Ririn terdiam sesaat, lalu bibirnya tersenyum. Ia meminum perlahan susu jahe hangat di gelasnya.
Mereka menaiki angkutan umum tujuan Cipaganti dan berhenti tepat di depan gerbang kos tempat Ririn tinggal. Sesampainya di tempat kos, Rama langsung merebahkan diri di atas tempat tidur. Sementara, Ririn pergi ke dapur untuk membuatkan makanan. Terlihat raut semringah dari wajah laki-laki itu.
Baru saja selesai memasak, azan magrib berkumandang. Ririn langsung mengambil wudu dan menunaikan salat. Selesai salat, ia mengeluarkan sarung dari lemari, lalu keluar meninggalkan kamar agar Rama dapat menunaikan salatnya. Tidak lama setelahnya, Ririn menyajikan makan malam untuk mereka berdua.
“Apa Kak Hai tahu, kalau kakak sedang main ke Bandung?”
“Ya.” Rama menjawab dengan singkat sambil memainkan ponselnya. “Sam yang menyuruhku mampir kemari,” sambungnya.
“Syukurlah kalau begitu.”
“Ya.” Lagi-lagi, pandangan Rama masih kepada ponselnya.
“Bagaimana dengan pekerjaan Kak Rama?” tanya Ririn seraya menyodorkan makanan.
“Tidak ada yang berbeda dan akan tetap sama sampai lima tahun ke depan.” Rama beranjak dari tempat tidur. Ia mematikan ponsel, lalu meletakkannya di atas bantal.
“Oh, ya.” Ririn mengambilkan lauk, lalu menaruhnya di piring Rama.
Mereka menikmati makan bersama. Suasana malam terasa sangat tenang. Ramai jalanan yang padat seolah menjadi nada pengiring di antara keduanya. Setelah selesai, Ririn kembali merapikan makanannya, lalu pergi ke dapur untuk mencuci piring-piring kotor yang baru saja digunakan. Sementara, Rama pergi menuju kamar mandi untuk mengambil wudu, karena waktu hampir memasuki isya.

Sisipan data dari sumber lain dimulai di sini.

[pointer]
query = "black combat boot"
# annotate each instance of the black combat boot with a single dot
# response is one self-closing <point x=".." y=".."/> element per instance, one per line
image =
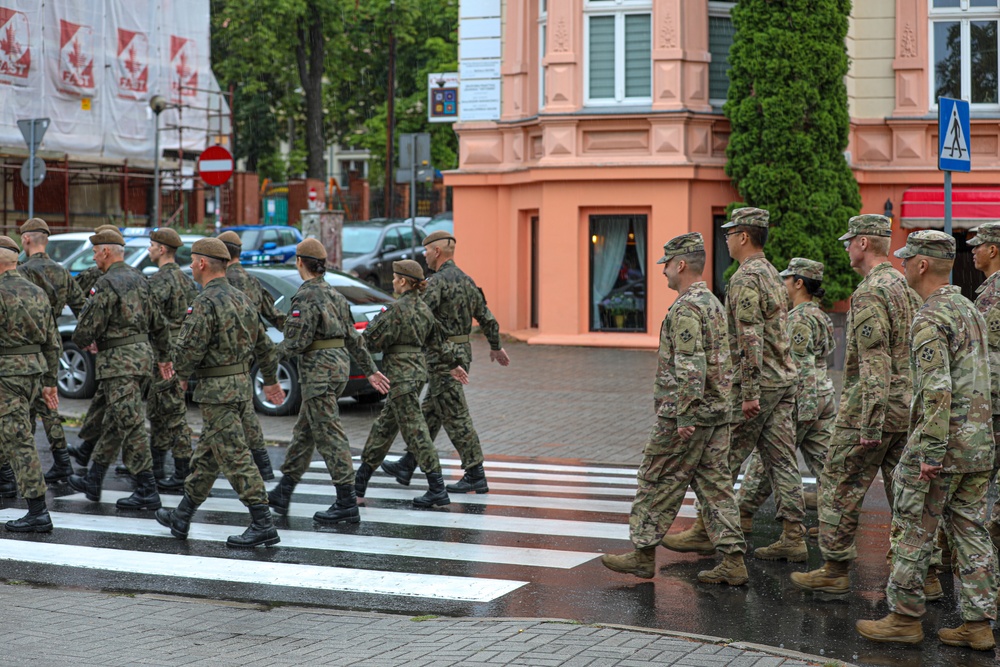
<point x="474" y="479"/>
<point x="37" y="520"/>
<point x="178" y="520"/>
<point x="436" y="495"/>
<point x="402" y="469"/>
<point x="90" y="484"/>
<point x="144" y="497"/>
<point x="345" y="509"/>
<point x="260" y="532"/>
<point x="61" y="468"/>
<point x="281" y="497"/>
<point x="263" y="462"/>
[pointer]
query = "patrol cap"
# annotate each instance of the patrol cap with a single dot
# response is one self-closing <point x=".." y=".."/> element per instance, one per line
<point x="408" y="268"/>
<point x="929" y="243"/>
<point x="868" y="224"/>
<point x="213" y="248"/>
<point x="681" y="245"/>
<point x="803" y="268"/>
<point x="748" y="216"/>
<point x="310" y="249"/>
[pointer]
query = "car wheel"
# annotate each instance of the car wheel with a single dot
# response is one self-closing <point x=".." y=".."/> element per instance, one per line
<point x="288" y="378"/>
<point x="76" y="377"/>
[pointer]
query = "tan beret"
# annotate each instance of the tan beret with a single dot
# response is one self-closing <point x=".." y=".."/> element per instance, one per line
<point x="213" y="248"/>
<point x="310" y="249"/>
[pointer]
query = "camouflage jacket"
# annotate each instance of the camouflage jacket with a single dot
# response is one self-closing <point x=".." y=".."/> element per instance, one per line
<point x="694" y="374"/>
<point x="988" y="304"/>
<point x="261" y="299"/>
<point x="26" y="319"/>
<point x="120" y="306"/>
<point x="409" y="321"/>
<point x="222" y="328"/>
<point x="810" y="331"/>
<point x="877" y="388"/>
<point x="320" y="312"/>
<point x="950" y="420"/>
<point x="757" y="313"/>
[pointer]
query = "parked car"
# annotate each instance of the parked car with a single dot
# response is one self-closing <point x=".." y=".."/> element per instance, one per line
<point x="369" y="249"/>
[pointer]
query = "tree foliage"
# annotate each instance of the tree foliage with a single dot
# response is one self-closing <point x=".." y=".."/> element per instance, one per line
<point x="787" y="105"/>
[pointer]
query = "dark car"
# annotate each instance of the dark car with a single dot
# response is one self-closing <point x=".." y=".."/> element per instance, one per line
<point x="369" y="249"/>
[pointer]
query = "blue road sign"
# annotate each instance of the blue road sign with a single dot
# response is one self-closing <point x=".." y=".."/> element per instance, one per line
<point x="953" y="135"/>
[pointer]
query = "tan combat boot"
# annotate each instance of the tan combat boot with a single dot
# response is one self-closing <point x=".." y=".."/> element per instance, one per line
<point x="831" y="578"/>
<point x="732" y="570"/>
<point x="791" y="546"/>
<point x="894" y="628"/>
<point x="641" y="562"/>
<point x="972" y="634"/>
<point x="693" y="539"/>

Setelah keduanya menunaikan salat, Ririn menyalakan televisi untuk sekadar meramaikan ruangan berukuran empat kali lima meter itu. Pintu kamarnya pun dibiarkan terbuka supaya menghindari kesalahpahaman antara dirinya dengan penghuni kos yang lain. Sementara, di sudut ruangan, Rama terlihat tengah menyandarkan diri pada dinding kamar sambil menatap layar televisi. Kali ini, tanpa memainkan ponselnya.
“Malam Minggu cerah seperti ini, kamu hanya menghabiskannya dengan menonton televisi?” tanya Rama dengan nada santai.
“Mau bagaimana lagi? Tanpa izin Kak Hai, aku tidak bisa pergi ke luar,” jawab perempuan itu sambil menatap layar televisi. “Lagi pula, aku sudah terbiasa menghabiskan waktu seperti ini,” lanjut Ririn.
“Apa kamu tidak bosan? Setiap malam hanya menatap layar televisi?”